Muss man wohl von Fall zu Fall enscheiden...


----------



## Verjigorm (26. Mrz 2008)

Jo, das seh ich ein
aber meine Helper-Klassen haben z.B. nicht mal Klassenvariablen


----------



## ms (26. Mrz 2008)

Verjigorm hat gesagt.:
			
		

> Jo, das seh ich ein
> aber meine Helper-Klassen haben z.B. nicht mal Klassenvariablen


Ich finde es ist in Ordnung wenn du alles static machst.
Es gibt kein "zu viel" oder "zu wenig".
Schau dir mal java.lang.Math an, 100% statische Methoden und Felder.
Ich denke deine Klasse erfüllt analog dazu denselben Zweck.

ms


----------



## Verjigorm (26. Mrz 2008)

yup, seh ich auch so, sind halt nen dutzend davon, die ich nach bestimmten "Kategorien" getrennt habe


----------



## maki (26. Mrz 2008)

Hört sich wirklich danach an, als ob static reicht.
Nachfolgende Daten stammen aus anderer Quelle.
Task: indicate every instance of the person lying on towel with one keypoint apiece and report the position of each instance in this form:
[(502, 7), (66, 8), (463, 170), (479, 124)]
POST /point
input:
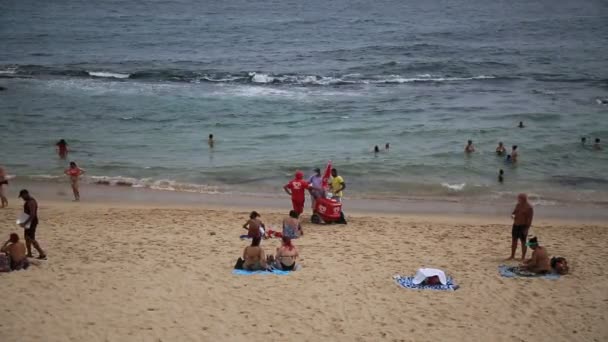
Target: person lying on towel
[(539, 262)]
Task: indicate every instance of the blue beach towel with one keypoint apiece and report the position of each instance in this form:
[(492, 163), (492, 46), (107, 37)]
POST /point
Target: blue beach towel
[(274, 272), (407, 283), (514, 272)]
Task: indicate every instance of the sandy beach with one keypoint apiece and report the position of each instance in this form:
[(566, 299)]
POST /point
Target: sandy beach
[(151, 273)]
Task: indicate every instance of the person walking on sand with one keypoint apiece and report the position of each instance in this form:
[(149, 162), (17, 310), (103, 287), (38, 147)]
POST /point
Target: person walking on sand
[(500, 149), (3, 185), (74, 172), (337, 185), (62, 149), (316, 186), (522, 220), (296, 189), (469, 148), (30, 208)]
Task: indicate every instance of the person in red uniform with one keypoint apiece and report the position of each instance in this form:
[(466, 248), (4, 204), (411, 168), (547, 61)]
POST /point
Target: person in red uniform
[(296, 189)]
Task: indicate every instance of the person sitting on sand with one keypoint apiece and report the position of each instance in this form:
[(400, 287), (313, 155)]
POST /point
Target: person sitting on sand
[(16, 251), (254, 226), (254, 257), (469, 148), (74, 172), (286, 255), (291, 226), (522, 220), (500, 149), (560, 265), (539, 262)]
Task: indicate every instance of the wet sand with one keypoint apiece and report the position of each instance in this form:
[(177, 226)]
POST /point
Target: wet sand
[(152, 272)]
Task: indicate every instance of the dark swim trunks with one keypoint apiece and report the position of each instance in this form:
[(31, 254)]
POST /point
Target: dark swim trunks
[(31, 231), (519, 232)]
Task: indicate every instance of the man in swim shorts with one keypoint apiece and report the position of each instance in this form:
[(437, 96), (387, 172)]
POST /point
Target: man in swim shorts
[(522, 220), (30, 207)]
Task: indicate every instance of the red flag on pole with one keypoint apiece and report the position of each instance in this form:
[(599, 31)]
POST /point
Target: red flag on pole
[(326, 175)]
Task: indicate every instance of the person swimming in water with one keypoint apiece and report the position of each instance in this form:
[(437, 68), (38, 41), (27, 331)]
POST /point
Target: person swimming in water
[(500, 149), (62, 148), (597, 145), (74, 172), (469, 148)]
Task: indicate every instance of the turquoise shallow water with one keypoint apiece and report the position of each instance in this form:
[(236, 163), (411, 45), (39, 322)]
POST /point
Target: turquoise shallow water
[(136, 95)]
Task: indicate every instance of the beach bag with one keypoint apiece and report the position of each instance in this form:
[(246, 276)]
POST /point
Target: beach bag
[(5, 263)]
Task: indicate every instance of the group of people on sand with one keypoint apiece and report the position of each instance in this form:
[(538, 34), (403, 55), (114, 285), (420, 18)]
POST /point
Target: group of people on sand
[(255, 259), (539, 263)]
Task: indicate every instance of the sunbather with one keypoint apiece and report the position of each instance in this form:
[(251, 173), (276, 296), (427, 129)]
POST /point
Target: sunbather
[(291, 225), (253, 256), (16, 251), (539, 262), (286, 255)]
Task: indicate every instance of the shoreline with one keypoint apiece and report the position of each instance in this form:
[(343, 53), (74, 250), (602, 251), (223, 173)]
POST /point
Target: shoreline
[(448, 208)]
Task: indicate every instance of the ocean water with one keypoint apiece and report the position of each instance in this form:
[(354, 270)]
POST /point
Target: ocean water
[(136, 87)]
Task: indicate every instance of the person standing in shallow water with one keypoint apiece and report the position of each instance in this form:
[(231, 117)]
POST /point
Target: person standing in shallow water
[(74, 172), (469, 148), (3, 185), (62, 148), (522, 220)]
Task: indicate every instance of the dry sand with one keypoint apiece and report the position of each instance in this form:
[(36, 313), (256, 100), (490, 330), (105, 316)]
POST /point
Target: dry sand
[(119, 273)]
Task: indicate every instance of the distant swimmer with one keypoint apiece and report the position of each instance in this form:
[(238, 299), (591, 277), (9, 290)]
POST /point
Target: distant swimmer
[(500, 149), (514, 154), (74, 172), (469, 148), (3, 184), (597, 145), (62, 149)]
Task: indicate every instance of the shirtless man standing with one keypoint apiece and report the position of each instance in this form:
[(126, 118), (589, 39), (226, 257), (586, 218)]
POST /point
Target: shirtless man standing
[(539, 263), (522, 220)]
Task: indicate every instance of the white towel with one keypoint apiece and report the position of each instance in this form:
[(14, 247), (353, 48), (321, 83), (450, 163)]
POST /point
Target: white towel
[(424, 273)]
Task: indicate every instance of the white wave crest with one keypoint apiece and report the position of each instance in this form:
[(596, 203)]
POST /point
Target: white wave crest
[(454, 187), (107, 74)]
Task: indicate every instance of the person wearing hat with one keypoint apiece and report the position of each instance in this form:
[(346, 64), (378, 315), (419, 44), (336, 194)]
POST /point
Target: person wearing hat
[(296, 189), (30, 207), (539, 262), (316, 186), (522, 220)]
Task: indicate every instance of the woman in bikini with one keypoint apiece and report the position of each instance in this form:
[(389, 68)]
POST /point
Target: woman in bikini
[(3, 184), (291, 226), (74, 172), (286, 255)]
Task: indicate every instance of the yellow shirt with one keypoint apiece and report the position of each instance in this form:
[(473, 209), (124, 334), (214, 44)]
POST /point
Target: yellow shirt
[(336, 183)]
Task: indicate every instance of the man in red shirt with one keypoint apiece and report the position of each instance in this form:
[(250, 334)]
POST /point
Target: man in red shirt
[(296, 189)]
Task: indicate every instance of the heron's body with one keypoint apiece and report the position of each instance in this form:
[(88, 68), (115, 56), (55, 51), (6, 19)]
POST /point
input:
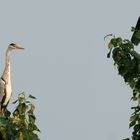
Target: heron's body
[(5, 80)]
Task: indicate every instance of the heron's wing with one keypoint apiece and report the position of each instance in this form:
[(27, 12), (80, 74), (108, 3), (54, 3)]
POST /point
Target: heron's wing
[(2, 90)]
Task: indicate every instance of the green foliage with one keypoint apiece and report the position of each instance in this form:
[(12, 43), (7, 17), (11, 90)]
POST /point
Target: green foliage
[(20, 124), (127, 61)]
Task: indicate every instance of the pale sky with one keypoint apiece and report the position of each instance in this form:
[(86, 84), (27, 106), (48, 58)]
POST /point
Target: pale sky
[(79, 93)]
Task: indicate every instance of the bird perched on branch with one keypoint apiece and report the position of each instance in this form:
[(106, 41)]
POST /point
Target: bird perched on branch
[(5, 80)]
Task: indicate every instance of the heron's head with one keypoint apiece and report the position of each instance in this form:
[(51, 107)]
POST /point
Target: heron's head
[(14, 46)]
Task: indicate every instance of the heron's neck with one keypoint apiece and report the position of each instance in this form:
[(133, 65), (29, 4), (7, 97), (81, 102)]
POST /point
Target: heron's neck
[(6, 73)]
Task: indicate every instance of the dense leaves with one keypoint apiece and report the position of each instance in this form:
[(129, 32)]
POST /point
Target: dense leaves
[(127, 61), (20, 124)]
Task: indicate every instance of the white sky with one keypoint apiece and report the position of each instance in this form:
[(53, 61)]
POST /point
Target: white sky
[(79, 94)]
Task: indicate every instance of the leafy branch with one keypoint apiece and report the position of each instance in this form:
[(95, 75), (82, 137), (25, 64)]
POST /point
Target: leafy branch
[(20, 124), (127, 61)]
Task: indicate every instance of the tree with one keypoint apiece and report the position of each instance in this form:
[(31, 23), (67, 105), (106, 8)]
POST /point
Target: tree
[(127, 61), (20, 124)]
Genaues kann man erst sagen, wenn man den Code sieht


----------



## PollerJava (26. Mrz 2008)

Noch ein Einwurf auch auf die Gefahr, dass er nicht zweckmäßig ist aber so weit ich weiß wäre da ja auch das Decorierer- Muster passend, da ich Objekte einhülle und nacheinandere Verhalten hinzufüge,
Das ist ja genau das, was Du da mit den Helper- Klassen versuchst.
Also ich persönlich würde mir eher das Designpattern-- Buch durchsehen, obs da eine NICHT- static Lösung gibt,
wenn man zu viel static macht, is ja gleich die Frage ob mans nicht in C macht (alles schnell ung global)


----------



## Marco13 (26. Mrz 2008)

_aber meine Helper-Klassen haben z.B. nicht mal Klassenvariablen_

Selbst das sagt ja nichts aus: Man kann praktisch ALLE Methoden static machen (wobei Konstruktoren und setter/getter hier eine Sonderrolle einnehmen). Ganz einfach indem das Objekt, auf dem sie arbeiten sollen, als Referenz übergeben wird. (Und - genau so macht das die JVM intern auch :wink: )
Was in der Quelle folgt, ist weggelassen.